スマホ教室開始しました

スマートフォンの操作方法から植木の剪定(せんてい)まで、ちょっとした家事なら何でもお任せを――。日常の困りごとを解消してもらおうと、シニア世代が地域住民を支援する取り組みが広がっている。双方を結びつけるのは、ボランティア団体や自治体。シニアが持つ豊富な経験を地域のサポートにつなげる狙いだ。

「きょうは『タップ』という言葉を覚えてください」。5月、東京都八王子市の住宅の一室でスマホ教室が開催された。集まったのは近くに住む60~80代の高齢者4人。時に戸惑いの表情を見せながらもスマホを手に熱心に聞き入った。

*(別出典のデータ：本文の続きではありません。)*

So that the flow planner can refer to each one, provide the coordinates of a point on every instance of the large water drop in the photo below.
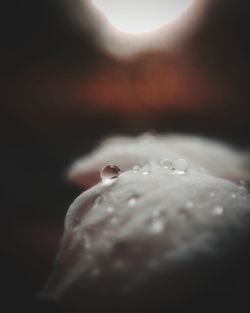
(180, 166)
(166, 163)
(110, 173)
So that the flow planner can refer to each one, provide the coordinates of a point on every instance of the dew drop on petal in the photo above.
(166, 163)
(114, 221)
(156, 227)
(212, 194)
(110, 209)
(132, 201)
(218, 210)
(189, 205)
(136, 168)
(87, 244)
(110, 173)
(145, 170)
(180, 166)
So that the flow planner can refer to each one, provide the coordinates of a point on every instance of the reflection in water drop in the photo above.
(166, 163)
(189, 205)
(114, 221)
(110, 173)
(212, 194)
(233, 196)
(110, 209)
(132, 201)
(136, 168)
(218, 210)
(180, 166)
(156, 227)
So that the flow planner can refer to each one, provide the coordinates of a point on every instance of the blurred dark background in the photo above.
(61, 93)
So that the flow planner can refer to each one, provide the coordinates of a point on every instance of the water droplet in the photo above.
(156, 213)
(212, 194)
(189, 205)
(114, 220)
(218, 210)
(136, 168)
(133, 200)
(166, 163)
(180, 166)
(145, 170)
(110, 209)
(87, 243)
(242, 183)
(233, 196)
(156, 227)
(110, 173)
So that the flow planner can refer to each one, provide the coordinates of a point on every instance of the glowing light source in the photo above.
(140, 16)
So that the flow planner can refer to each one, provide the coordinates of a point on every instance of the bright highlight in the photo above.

講師を務めたのは同市の山川正泰さん(66)だ。この日は、スマホのホーム画面への戻り方や充電のタイミングといった基本的なことから、対話アプリ「LINE」の使い方といった少し高度な内容まで、講義は約1時間に及んだ。

受講者の一人、北沢昇さん(78)は「ささいなことについては、携帯ショップのスタッフより、同世代の人の方が気軽に質問しやすい。近くに詳しい人がいてくれて、本当に助かっている」と喜ぶ。

こうした〝授業〟が実現した背景に、同市のNPO法人「めじろむつみクラブ」の存在がある。メンバーは全員が60歳以上。体力自慢のシニアと、日常家事などの手助けを求める住民をマッチングしている。障子の張り替えや電球の交換まで、活動の範囲は幅広い。

山川さんもメンバーで、2015年ごろから活動。フリーライターとして毎日のように仕事でスマホやパソコンを使っており、基本操作などに熟知している。昨春にビデオ会議サービス「Zoom(ズーム)」の使い方を地域の高齢者に教えて以降、月4回ほど機器の扱い方を講義する。自身にとっても「住民との交流が深まるうえ、地域のこともよく知ることができる絶好の機会」と話す。